En dehors de ces exemples d’astronomie au sol, des missions spatiales sont aussi conçues et pilotées en collaboration entre l’Allemagne et la France, souvent via les agences spatiales européenne (ESA) ou nationales (CNES et DLR). C’est le cas des missions Merlin
, qui mesurera la quantité de méthane dans l’atmosphère pour estimer à l’échelle planétaire les flux de ce gaz et son impact sur le climat, ou Plato
 pour la détection et caractérisation d’exoplanètes. Les deux détecteurs innovants de la mission Athena
, futur observatoire spatial de l’Europe, seront fabriqués par la France et l’Allemagne. Opérant dans le domaine des rayons X, Athena s’intéressera aux phénomènes les plus extrêmes observables dans l’Univers, comme les amas de galaxies et les trous noirs supermassifs, avec un niveau de détail et une sensibilité jusque-là inégalée. Ces missions passent des sélections drastiques pour être lancées, le soutien de plusieurs pays étant un fort avantage.

Satellite tirant un laser vers la surface de la Terre visible en arrière-plan
En 2024, le satellite franco-allemand Merlin (Methane Remote Sensing Lidar Mission) sera mis en orbite terrestre. © CNES/illustration David DUCROS, 2016

Ces collaborations naissent « toujours » de projets portés par des scientifiques des deux côtés du Rhin. Une stratégie d’ensemble s’organise ensuite quand le projet prend de l’ampleur, d’abord entre organismes de recherche puis entre gouvernements. Les trois niveaux de coopération sont indispensables au bon fonctionnement des infrastructures de recherche communes. Mais « en sciences spatiales, dès lors que les aspects industriels sont plus forts avec des conséquences importantes sur l’économie des pays, la collaboration se teinte de compétition », prévient Martin Giard, les scientifiques pouvant aussi rester en concurrence pour l’exploitation des données fournies par ces instruments.
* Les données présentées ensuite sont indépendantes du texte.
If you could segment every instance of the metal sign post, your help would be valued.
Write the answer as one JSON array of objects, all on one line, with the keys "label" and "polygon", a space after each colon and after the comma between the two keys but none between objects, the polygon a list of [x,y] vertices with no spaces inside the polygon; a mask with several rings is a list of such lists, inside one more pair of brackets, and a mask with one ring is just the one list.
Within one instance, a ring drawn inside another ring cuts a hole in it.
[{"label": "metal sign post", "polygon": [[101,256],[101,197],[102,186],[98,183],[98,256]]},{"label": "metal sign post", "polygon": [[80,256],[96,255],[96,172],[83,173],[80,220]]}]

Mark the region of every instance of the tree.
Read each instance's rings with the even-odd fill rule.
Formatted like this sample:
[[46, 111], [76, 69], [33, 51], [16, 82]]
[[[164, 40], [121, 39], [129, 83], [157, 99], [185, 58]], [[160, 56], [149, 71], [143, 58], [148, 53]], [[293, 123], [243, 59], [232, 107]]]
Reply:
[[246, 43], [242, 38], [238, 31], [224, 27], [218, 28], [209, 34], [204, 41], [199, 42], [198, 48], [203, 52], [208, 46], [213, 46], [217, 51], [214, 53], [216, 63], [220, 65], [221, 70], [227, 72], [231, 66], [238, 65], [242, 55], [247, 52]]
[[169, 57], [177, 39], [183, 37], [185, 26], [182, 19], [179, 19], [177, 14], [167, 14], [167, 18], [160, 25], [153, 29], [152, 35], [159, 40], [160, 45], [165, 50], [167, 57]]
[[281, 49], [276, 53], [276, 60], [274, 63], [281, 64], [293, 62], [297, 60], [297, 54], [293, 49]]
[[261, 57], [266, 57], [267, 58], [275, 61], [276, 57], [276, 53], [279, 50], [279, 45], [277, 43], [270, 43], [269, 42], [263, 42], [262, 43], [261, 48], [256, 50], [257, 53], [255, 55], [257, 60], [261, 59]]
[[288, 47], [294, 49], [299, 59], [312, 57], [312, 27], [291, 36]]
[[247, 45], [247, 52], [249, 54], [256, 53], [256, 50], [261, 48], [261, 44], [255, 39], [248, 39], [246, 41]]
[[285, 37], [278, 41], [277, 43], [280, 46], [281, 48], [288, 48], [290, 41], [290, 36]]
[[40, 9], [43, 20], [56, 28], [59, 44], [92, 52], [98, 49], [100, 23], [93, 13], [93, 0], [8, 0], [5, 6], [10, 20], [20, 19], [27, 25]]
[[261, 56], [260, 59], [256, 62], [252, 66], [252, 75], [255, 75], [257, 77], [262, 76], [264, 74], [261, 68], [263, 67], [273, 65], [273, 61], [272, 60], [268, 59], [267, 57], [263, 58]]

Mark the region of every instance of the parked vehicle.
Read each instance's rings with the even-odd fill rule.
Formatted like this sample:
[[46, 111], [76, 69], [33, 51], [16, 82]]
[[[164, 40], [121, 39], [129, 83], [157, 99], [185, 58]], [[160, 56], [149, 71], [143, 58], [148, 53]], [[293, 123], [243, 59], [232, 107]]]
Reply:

L’Allemagne, partenaire privilégié du CNRS

Toutes disciplines confondues, l’Allemagne représente 55 % des participations de pays tiers dans les grandes infrastructures de recherche gérées par le CNRS. « Sur les 64 pays du monde entier avec lesquels nous travaillons dans nos infrastructures de recherche, l’Allemagne est numéro 1, devant l’Italie, le Royaume-Uni, l’Espagne et les Pays-Bas », compte Éric Humler, président du comité des très grands équipements scientifiques et grandes infrastructures (TGIR) du CNRS.

La raison de ce palmarès est à la fois historique – l’Allemagne ayant été un des premiers partenaires des grands instruments comme au CERN dès le début des années 1950 ou à l’IRAM en 1979 – et stratégique : « Le classement suit le PIB des pays qui est un bon indicateur pour les moyens disponibles pour la recherche », note Éric Humler, pour qui « la coopération entre la France et l’Allemagne, moteurs de l’Europe, est tout aussi importante pour eux que pour nous ».